Smiles of a Summer Night - 10 January 2010
Screening:
7:00 pm
Released:
Sweden, 1955
Rated:
MA
Running time:
110 minutes
Director:
Ingmar Bergman
At:
Old Scout Den, Pomona
Principal cast: Gunnar Bjornstrand, Ulla Jacobsson, Bjorn Bjelfvenstam, Eva Dahlbeck, Naima Wifstrand, Jarl Kulle
Film notes: Smiles of a Summer Night (Sommarnattens Leende) is a seldom-screened example of Ingmar Bergman’s flair for comedy. Here, with a clear debt to Shakespeare’s A Midsummer Night’s Dream, Bergman plays urbanely and philosophically with the classic comedy formula: a confusion of multiply mismatched sexual desires plays havoc with the social order, for a brief time, then resolves by film’s end into happy coupledom ... sort of (Bergman's trademark anti-establishment unorthodoxy and some grimmer themes of his later films are discernible here). Complete with turn-of-the-century counts, actresses, and chambermaids, a potent love potion, and a central character called “Desirée”—all thrown together one weekend at a manor house—the film has a ball with the conventions of drawing-room comedy, bawdy, and farce, enlivening the lot with Shakespearean enchantment.

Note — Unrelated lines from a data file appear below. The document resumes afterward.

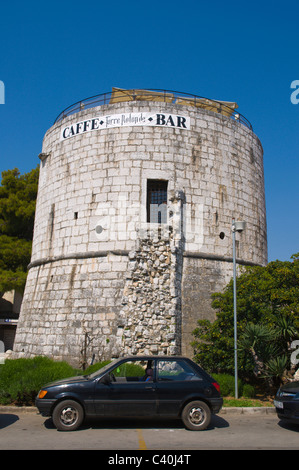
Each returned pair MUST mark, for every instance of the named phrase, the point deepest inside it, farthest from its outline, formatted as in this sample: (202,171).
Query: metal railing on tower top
(118,95)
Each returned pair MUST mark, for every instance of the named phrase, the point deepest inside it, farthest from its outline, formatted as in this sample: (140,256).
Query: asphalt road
(21,430)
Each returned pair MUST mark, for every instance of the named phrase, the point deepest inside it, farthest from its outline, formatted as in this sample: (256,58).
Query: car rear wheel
(68,415)
(196,416)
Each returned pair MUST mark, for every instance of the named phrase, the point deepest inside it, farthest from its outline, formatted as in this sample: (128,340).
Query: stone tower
(136,198)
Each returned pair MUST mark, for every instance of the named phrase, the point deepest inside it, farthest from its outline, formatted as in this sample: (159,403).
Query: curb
(224,411)
(248,410)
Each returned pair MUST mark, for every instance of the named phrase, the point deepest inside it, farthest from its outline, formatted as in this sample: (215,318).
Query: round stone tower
(137,194)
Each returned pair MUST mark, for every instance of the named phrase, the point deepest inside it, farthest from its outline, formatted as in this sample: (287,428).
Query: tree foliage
(17,209)
(267,322)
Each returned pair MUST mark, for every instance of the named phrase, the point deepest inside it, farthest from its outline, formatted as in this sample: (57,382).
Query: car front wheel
(68,415)
(196,416)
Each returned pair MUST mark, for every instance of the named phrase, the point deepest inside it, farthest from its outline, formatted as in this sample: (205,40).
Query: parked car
(140,386)
(287,402)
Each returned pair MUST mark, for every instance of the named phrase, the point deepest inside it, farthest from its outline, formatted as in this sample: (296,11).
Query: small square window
(157,201)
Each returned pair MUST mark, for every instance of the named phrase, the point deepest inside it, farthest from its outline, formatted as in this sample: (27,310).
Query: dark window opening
(157,201)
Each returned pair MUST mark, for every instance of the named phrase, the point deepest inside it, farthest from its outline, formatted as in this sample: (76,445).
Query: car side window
(132,371)
(177,370)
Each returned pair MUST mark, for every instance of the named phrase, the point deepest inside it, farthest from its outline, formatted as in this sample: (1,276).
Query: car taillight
(217,386)
(42,393)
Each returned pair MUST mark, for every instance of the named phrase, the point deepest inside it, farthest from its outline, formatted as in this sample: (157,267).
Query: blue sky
(53,54)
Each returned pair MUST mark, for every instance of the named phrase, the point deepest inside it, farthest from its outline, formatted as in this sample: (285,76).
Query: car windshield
(102,370)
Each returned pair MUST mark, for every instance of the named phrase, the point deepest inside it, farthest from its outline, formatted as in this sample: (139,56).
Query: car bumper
(44,406)
(216,404)
(287,410)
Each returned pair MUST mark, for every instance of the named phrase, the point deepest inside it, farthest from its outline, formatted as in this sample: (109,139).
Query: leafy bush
(21,379)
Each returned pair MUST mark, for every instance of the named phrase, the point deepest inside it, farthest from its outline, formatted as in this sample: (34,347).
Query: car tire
(68,415)
(196,416)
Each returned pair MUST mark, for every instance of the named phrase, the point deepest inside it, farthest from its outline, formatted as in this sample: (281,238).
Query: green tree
(17,209)
(267,321)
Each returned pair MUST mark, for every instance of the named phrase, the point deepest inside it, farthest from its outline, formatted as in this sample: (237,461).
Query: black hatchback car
(140,386)
(287,402)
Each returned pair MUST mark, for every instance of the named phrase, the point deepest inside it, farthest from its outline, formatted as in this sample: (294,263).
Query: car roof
(149,356)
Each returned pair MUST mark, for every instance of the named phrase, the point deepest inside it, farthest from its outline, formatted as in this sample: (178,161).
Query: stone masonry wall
(85,295)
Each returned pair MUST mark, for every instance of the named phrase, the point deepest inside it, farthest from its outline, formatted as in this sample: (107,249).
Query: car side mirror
(106,379)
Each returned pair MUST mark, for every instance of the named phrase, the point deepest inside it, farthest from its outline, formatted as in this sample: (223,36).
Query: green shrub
(248,391)
(21,379)
(227,386)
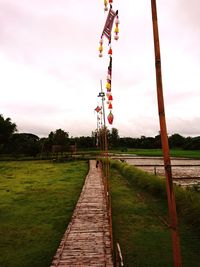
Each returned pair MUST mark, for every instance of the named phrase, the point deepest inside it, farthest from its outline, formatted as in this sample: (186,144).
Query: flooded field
(184,171)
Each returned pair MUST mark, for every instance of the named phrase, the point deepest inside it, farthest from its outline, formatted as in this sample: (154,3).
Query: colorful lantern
(110,105)
(110,118)
(105,5)
(97,109)
(110,98)
(110,51)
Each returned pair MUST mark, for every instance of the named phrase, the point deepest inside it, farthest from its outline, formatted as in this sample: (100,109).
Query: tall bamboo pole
(165,144)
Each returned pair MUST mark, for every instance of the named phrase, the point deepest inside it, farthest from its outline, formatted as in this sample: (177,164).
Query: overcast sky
(50,70)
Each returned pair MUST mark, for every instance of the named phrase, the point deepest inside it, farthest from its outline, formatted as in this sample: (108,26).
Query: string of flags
(112,18)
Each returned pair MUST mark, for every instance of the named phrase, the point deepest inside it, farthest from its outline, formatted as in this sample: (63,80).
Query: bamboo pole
(165,144)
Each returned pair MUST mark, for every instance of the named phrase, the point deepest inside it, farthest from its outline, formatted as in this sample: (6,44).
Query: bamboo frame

As for the laughs factor delivered by the master of bleak cinema: “guaranteed to make you laugh out loud”; “a film that has a reputation as the best French farce ever made outside of France”; and (what higher praise than this?) “a bubbly mélange of Lubitsch and Renoir” (James Travers). The rich cinematography of the costumes, the delightfully-drawn characterizations, and the exquisite choreography of bourgeois manners is reminiscent of both Renoir and Ophüls.
Smiles of a Summer Night won the International Poetic Humor Prize for 1956 at Cannes.